The objective of this work is to perform a stand-alone sensitivity analysis of the QUENCH-01 experiment from Karlsruhe Institute of Technology, Karlsruhe, Germany, by varying the thermal conductivity, density, heat capacity, and cladding thickness, taking the total hydrogen generation as the benchmark.

The work is organized as follows: a brief description of the QUENCH-01 experiment is presented; then, the mathematical model and its implementation in the TLANESY code are presented. The following sections show the validation of the TLANESY code using data from the QUENCH-01 experiment and the results of the stand-alone sensitivity analysis. Finally, the results are discussed and the conclusions of the work are presented.

2. Description of Experimental QUENCH Facility

The main component of the QUENCH-01 experiment is the central array, composed of 21 cylindrical simulation rods; of these, 20 are electrically heated; the remaining rod is unheated and is located in the center of the array, as shown in Figure 1. The heated rods are grouped into two sections: the first includes eight inner rods, while the second consists of the 12 outer rods. The array has four rods placed at the corners of the test area (instrumentation tubes). The four corner rods (instrumentation tubes) consist of three solid Zircaloy rods with a diameter of 6 mm and a Zircaloy tube for gas injection. All the simulation rods are held in position with the aid of five grid spacers.

The central array is surrounded by a 2.38 mm thick Zircaloy jacket, which has a 35 mm thick ZrO₂ fiber insulation and is sealed on the outside by a stainless steel ring, which is cooled by a countercurrent argon flow, see Figure 1 [25].

The heated rods have a 10.75 mm external diameter and 0.725 mm thick Zircaloy cladding; which is filled with argon at an approximate pressure of 2.2 bar, which is above the system pressure; these bars have 6 mm diameter tungsten heaters in their central part that are surrounded by 9.15 mm external diameter zirconium oxide (ZrO₂) pellets, see Figure 2a. The unheated rod is filled with 2.5 mm diameter zirconium oxide (ZrO₂) pellets, as shown in Figure 2b.

The cylindrical simulation rods are approximately 2500 mm long, and the 20 rods are heated over a length of 1024 mm (see Figure 3).
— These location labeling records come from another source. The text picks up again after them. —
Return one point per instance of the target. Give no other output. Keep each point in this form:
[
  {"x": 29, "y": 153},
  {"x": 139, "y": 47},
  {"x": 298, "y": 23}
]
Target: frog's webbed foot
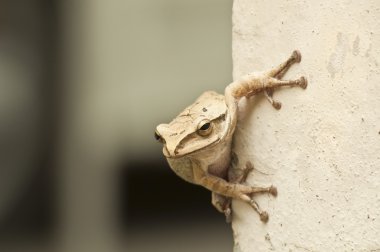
[
  {"x": 248, "y": 198},
  {"x": 223, "y": 204},
  {"x": 277, "y": 73}
]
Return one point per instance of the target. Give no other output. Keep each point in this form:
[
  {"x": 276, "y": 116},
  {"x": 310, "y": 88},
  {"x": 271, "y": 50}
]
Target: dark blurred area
[{"x": 83, "y": 85}]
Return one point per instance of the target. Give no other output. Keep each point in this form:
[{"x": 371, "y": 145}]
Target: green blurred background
[{"x": 83, "y": 85}]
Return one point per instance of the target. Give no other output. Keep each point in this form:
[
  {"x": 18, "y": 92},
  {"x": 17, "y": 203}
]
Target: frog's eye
[
  {"x": 204, "y": 127},
  {"x": 158, "y": 137}
]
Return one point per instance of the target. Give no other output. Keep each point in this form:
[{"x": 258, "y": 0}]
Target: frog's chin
[{"x": 189, "y": 151}]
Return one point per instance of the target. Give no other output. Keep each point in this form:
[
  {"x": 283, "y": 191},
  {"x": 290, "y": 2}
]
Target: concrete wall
[{"x": 322, "y": 149}]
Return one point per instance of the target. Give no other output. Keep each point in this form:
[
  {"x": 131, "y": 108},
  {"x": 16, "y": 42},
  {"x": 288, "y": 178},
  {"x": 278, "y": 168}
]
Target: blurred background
[{"x": 83, "y": 85}]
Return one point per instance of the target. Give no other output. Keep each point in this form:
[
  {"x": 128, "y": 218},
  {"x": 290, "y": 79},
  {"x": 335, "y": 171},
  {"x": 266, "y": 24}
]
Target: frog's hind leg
[
  {"x": 223, "y": 203},
  {"x": 272, "y": 190}
]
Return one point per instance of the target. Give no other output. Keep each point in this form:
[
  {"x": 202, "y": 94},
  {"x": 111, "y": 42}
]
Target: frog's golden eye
[
  {"x": 204, "y": 127},
  {"x": 158, "y": 137}
]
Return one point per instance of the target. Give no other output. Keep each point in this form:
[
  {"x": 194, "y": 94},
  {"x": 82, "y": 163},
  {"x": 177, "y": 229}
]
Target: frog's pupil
[
  {"x": 205, "y": 126},
  {"x": 157, "y": 136}
]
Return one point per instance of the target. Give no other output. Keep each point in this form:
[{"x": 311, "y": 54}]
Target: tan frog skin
[{"x": 197, "y": 143}]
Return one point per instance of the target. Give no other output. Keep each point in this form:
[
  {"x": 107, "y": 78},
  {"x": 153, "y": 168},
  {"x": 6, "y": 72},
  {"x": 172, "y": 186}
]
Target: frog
[{"x": 197, "y": 144}]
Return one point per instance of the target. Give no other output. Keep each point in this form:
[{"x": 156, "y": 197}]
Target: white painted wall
[{"x": 322, "y": 149}]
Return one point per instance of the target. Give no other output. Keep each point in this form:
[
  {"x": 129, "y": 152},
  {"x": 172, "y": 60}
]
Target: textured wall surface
[{"x": 322, "y": 149}]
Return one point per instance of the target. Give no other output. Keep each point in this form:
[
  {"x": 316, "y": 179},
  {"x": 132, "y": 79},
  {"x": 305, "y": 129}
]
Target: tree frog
[{"x": 197, "y": 143}]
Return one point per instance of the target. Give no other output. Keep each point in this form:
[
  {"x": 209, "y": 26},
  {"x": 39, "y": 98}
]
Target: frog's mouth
[{"x": 190, "y": 148}]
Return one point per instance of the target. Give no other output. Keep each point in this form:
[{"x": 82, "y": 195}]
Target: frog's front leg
[{"x": 252, "y": 84}]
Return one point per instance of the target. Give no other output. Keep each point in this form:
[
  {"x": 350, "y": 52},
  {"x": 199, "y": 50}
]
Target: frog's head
[{"x": 201, "y": 125}]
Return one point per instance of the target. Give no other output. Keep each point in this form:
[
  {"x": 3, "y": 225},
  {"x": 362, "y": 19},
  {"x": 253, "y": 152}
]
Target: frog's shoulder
[{"x": 183, "y": 167}]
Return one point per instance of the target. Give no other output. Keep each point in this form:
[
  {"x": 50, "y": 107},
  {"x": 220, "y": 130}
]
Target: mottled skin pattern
[{"x": 197, "y": 143}]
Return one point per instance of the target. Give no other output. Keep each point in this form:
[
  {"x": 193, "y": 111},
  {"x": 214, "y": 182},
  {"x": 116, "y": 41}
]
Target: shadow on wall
[{"x": 150, "y": 207}]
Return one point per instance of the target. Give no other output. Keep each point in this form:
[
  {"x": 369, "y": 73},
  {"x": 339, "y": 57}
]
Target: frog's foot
[
  {"x": 263, "y": 214},
  {"x": 247, "y": 197},
  {"x": 222, "y": 204},
  {"x": 276, "y": 74}
]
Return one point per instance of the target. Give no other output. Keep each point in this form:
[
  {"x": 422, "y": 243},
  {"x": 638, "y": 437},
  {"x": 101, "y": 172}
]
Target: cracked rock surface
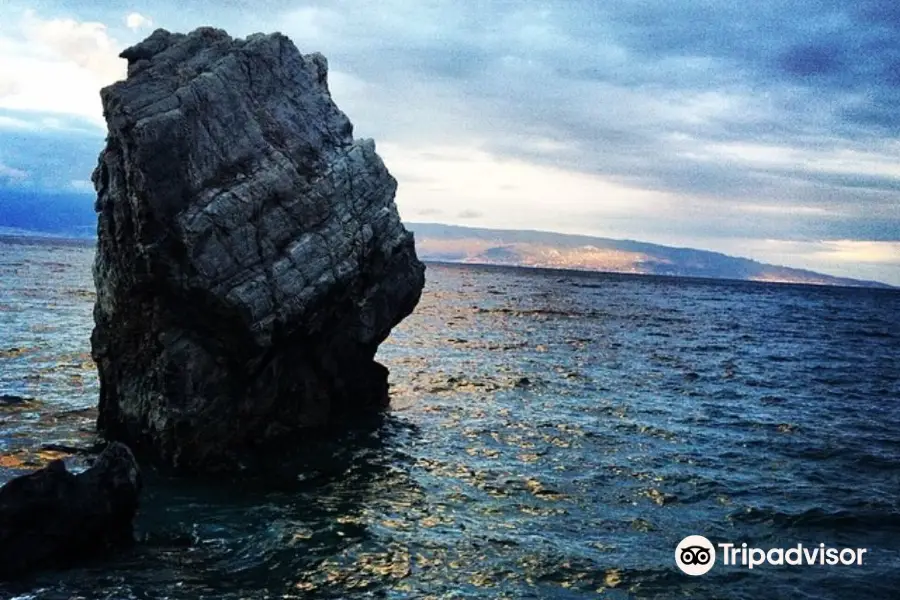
[{"x": 250, "y": 255}]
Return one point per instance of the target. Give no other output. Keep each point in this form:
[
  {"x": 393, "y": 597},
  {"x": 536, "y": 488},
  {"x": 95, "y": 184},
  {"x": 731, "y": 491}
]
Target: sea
[{"x": 552, "y": 434}]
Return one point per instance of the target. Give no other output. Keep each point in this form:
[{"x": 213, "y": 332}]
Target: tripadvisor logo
[{"x": 696, "y": 555}]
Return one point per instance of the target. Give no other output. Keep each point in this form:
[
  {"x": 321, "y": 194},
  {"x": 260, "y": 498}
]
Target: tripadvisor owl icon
[{"x": 695, "y": 555}]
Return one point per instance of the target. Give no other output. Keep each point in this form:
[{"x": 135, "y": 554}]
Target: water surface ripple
[{"x": 553, "y": 435}]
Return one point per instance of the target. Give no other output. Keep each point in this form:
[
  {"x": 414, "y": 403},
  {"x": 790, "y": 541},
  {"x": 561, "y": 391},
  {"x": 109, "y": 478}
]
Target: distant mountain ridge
[
  {"x": 37, "y": 214},
  {"x": 452, "y": 243}
]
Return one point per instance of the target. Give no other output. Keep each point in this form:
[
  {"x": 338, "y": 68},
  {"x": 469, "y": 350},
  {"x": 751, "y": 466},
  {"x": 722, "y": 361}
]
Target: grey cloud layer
[{"x": 640, "y": 93}]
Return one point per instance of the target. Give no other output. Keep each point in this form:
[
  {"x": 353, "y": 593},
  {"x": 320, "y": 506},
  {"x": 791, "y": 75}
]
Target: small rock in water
[{"x": 53, "y": 518}]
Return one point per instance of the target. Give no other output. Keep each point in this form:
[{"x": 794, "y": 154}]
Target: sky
[{"x": 764, "y": 129}]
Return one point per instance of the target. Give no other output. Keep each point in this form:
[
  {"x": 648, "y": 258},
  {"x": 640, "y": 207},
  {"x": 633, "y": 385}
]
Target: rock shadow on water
[{"x": 273, "y": 530}]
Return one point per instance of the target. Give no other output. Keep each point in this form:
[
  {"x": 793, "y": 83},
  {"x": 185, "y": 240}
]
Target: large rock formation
[
  {"x": 250, "y": 256},
  {"x": 53, "y": 518}
]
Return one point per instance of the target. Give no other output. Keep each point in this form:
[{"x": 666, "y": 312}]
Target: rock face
[
  {"x": 53, "y": 518},
  {"x": 250, "y": 256}
]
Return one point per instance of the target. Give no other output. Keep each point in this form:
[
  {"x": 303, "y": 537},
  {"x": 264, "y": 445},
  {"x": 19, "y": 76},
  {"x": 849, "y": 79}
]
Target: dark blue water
[{"x": 554, "y": 435}]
The heater is axially positioned in the center and connected to molybdenum and copper electrodes at its ends. The copper electrodes are connected to the DC power supply via sliding contacts made of the same material [25].

The QUENCH-01 test consisted of six stages (see Figure 4) [25]:

(1)

Heating: In this stage, approximately 5.5 kW were supplied until the system reached approximately 1030 K. In total, 4.5 g/s of steam and 3 g/s of argon were injected.

(2)

Helium Injection: Helium was injected to determine the hydrogen transport delay time to the mass spectrometer and the Caldos system, which is a gas sampling and analysis unit used in the QUENCH facility to monitor hydrogen concentration during transient experiments [25].

(3)

Second heating period: Approximately 13 kW were supplied for 900 s until the system reached approximately 1400 K. During this stage, 3 g/s of steam and 3 g/s of argon were injected.

(4)

Pre-oxidation: This stage lasted approximately 8160 s. Approximately 12 kW were supplied, reaching a temperature of approximately 1600 K to achieve the required oxide layer thickness of 300 µm at a height of 900 mm.

(5)

Transiently, heat was supplied at 20 kW for approximately 500 s. The temperature was raised at a rate of 0.5 K/s. During this stage, a cooling water flow of 100 g/s and an argon flow of 3 g/s were injected. During this stage, the maximum temperature in the cladding was reached (~1800 K).

(6)

During the quench, the heat supply was reduced to 4 kW for 80 s (to represent the remaining heat), and a cooling water flow of 50 g/s and argon were injected at 3 g/s. The experiment was terminated by removing the heat supply and cutting off the cooling water and the argon flow.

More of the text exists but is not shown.